Bei mir war es ausgerechnet das Thema, das man im Alltag am wenigsten diskutieren will, aber das jeden Zug gnadenlos entlarvt: das WC. Einmal auf Toilette, Spülung gedrückt, nichts passiert – kurz danach war die Toilette gesperrt. Seife/Spender ebenfalls: eher so „Heute nicht“.
Ist das schön? Nein.
Ist es ein Zeichen, dass „Talgo Schrott“ ist? Ebenfalls nein.
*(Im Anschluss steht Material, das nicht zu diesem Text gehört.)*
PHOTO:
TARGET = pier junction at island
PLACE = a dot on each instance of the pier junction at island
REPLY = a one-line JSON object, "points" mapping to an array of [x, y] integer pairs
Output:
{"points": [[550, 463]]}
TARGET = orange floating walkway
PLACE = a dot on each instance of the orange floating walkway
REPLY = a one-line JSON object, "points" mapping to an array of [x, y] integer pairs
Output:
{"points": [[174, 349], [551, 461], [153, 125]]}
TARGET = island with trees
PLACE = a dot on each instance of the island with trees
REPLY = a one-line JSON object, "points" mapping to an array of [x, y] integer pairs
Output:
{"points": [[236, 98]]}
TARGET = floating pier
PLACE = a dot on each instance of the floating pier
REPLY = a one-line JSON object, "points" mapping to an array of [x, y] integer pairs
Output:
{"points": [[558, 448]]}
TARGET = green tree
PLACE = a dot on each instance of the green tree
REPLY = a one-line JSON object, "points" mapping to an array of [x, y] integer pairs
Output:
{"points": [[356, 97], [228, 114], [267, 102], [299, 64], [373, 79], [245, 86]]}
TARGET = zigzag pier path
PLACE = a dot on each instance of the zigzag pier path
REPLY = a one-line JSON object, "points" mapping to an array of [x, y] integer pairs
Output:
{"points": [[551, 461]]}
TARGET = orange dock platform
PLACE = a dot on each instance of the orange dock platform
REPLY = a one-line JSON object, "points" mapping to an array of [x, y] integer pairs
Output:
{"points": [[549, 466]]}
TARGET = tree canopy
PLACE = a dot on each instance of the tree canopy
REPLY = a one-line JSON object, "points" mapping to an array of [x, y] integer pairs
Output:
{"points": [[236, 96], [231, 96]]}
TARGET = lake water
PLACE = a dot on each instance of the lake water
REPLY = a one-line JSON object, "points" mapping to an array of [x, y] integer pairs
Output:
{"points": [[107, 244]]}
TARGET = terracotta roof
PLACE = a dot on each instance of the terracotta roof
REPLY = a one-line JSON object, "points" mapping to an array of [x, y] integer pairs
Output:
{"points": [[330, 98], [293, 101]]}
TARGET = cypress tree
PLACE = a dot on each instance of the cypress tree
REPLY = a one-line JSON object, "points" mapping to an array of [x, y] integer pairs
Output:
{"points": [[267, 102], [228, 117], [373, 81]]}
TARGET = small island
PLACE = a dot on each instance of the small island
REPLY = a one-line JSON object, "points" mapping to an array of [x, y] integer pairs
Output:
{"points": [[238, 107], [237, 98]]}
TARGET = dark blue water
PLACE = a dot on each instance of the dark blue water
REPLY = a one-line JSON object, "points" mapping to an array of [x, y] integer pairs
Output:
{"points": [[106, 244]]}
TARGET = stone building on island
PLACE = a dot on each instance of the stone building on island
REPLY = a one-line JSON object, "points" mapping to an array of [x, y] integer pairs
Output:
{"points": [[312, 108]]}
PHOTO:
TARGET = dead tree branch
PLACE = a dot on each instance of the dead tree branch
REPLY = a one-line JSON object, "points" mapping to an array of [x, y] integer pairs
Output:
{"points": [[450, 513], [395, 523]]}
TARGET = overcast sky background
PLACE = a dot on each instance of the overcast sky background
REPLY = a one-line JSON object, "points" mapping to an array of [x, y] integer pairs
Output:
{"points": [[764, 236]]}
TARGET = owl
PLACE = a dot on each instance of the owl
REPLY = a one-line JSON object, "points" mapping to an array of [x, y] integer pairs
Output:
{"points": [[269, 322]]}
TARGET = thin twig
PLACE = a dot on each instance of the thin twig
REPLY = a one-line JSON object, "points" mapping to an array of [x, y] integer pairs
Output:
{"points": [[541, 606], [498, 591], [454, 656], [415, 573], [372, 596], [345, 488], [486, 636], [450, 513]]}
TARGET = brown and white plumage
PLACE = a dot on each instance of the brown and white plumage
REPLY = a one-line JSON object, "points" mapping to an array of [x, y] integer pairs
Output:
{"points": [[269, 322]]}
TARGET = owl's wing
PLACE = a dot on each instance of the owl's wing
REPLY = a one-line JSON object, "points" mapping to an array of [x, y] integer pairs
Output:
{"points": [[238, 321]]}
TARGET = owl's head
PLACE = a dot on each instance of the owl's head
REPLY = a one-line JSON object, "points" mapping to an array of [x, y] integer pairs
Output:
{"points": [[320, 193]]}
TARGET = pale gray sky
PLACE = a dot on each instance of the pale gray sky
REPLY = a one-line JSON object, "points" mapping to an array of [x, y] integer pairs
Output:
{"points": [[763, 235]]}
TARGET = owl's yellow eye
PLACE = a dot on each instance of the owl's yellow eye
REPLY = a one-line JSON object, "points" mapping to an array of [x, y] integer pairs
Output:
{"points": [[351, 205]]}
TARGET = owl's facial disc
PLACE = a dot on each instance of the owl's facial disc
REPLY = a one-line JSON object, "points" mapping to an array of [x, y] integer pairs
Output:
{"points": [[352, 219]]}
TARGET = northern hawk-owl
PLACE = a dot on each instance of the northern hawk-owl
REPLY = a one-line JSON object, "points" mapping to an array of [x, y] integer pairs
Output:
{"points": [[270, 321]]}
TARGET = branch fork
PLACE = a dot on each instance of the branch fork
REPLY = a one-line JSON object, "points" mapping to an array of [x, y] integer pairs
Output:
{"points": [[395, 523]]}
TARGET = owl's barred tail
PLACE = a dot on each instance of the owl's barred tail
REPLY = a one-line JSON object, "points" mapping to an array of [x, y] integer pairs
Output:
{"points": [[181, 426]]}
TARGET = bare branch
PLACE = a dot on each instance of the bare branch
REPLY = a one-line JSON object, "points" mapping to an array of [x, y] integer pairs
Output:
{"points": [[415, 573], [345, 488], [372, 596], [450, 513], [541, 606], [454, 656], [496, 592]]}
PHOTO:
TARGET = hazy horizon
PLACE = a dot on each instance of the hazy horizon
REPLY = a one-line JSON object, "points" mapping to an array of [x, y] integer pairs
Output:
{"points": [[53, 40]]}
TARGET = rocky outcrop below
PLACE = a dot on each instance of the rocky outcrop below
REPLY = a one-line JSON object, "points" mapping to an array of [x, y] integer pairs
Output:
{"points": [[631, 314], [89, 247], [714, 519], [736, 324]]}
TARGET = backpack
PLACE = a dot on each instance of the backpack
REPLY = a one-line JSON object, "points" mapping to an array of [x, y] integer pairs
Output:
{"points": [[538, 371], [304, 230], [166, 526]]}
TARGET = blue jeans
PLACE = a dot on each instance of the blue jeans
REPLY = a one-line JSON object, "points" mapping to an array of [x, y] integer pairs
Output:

Toiletten sind in modernen Zügen eine Art „Schnittstelle des Grauens“: Sensoren, Wasser, Pumpen, Verriegelungen, Softwarelogik, Zustandsüberwachung, Betriebsdruck – sehr viel kann sehr schnell sehr doof werden. Und bei brandneuen Fahrzeugen sind solche Kinderkrankheiten leider häufiger, als man es sich wünschen würde.
Für mich zählt hier eher die Frage: Wie schnell stabilisiert sich das im Betrieb? Ein einzelnes defektes WC am ersten Tag ist ärgerlich – mehrere über Wochen wären ein echtes Problem.
5) Die tschechische Lok am Premierentag: Warum das passiert (und was das über den ICE L sagt)
Einer der kuriosesten Punkte – und gleichzeitig einer, der perfekt zur ICE-L-Story passt – war die Lok vorne dran.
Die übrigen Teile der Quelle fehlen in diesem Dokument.